Renal function tests are part of standard bloodwork for anyone with diabetes or high blood pressure, since both conditions damage kidneys over time. They’re also ordered when someone has symptoms that could signal kidney trouble: persistent swelling in the legs or ankles, unexplained fatigue, foamy urine, or a noticeable change in how often they urinate. People taking medications that can stress the kidneys (including common over-the-counter pain relievers used frequently) will also have their kidney markers checked regularly.

For people already diagnosed with chronic kidney disease, repeat testing tracks the rate of decline and helps guide treatment decisions. A rising UACR or falling eGFR over successive tests is more informative than any single result.

How to Prepare for Testing

Blood draws for a renal panel may require fasting for 8 to 12 hours beforehand, depending on what else is being tested alongside kidney markers. During a fast, you can drink plain water but should avoid juice, coffee, soda, and flavored water. You should also skip chewing gum, smoking, and exercise during the fasting window.
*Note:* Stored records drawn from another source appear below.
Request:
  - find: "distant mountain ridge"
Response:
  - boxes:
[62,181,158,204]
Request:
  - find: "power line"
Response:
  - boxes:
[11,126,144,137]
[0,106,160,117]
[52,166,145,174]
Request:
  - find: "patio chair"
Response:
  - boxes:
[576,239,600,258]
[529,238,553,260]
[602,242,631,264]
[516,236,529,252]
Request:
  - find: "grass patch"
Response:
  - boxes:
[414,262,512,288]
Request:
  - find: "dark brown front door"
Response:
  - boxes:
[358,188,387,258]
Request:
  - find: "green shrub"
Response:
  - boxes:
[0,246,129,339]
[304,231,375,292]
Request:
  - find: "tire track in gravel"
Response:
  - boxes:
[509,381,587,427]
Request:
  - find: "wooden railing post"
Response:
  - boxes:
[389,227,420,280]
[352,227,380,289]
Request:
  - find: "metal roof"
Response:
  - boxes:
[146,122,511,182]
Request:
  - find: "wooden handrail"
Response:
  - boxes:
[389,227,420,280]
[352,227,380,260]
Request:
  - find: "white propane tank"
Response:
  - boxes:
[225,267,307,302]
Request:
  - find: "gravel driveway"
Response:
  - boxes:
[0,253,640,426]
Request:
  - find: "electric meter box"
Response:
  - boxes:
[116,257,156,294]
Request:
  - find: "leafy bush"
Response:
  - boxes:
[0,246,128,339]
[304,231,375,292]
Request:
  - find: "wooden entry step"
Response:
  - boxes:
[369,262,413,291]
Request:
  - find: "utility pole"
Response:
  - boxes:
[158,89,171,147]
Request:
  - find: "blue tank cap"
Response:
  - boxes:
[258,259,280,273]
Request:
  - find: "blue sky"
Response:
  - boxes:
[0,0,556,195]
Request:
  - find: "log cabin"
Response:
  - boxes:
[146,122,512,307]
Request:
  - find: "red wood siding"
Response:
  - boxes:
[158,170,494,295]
For urine tests, drink an extra glass of water before your appointment so you can provide enough of a sample. If you’re menstruating, let your provider know, since blood in the sample can affect results. One detail worth knowing: drinking large amounts of water right before a blood draw can temporarily lower creatinine levels, which could make kidney function appear better than it actually is. Normal hydration is fine, but there’s no benefit to overhydrating.

Tell your provider about any prescription medications, over-the-counter drugs, vitamins, and supplements you’re taking. Some can directly affect test results, but don’t stop taking anything unless specifically told to do so.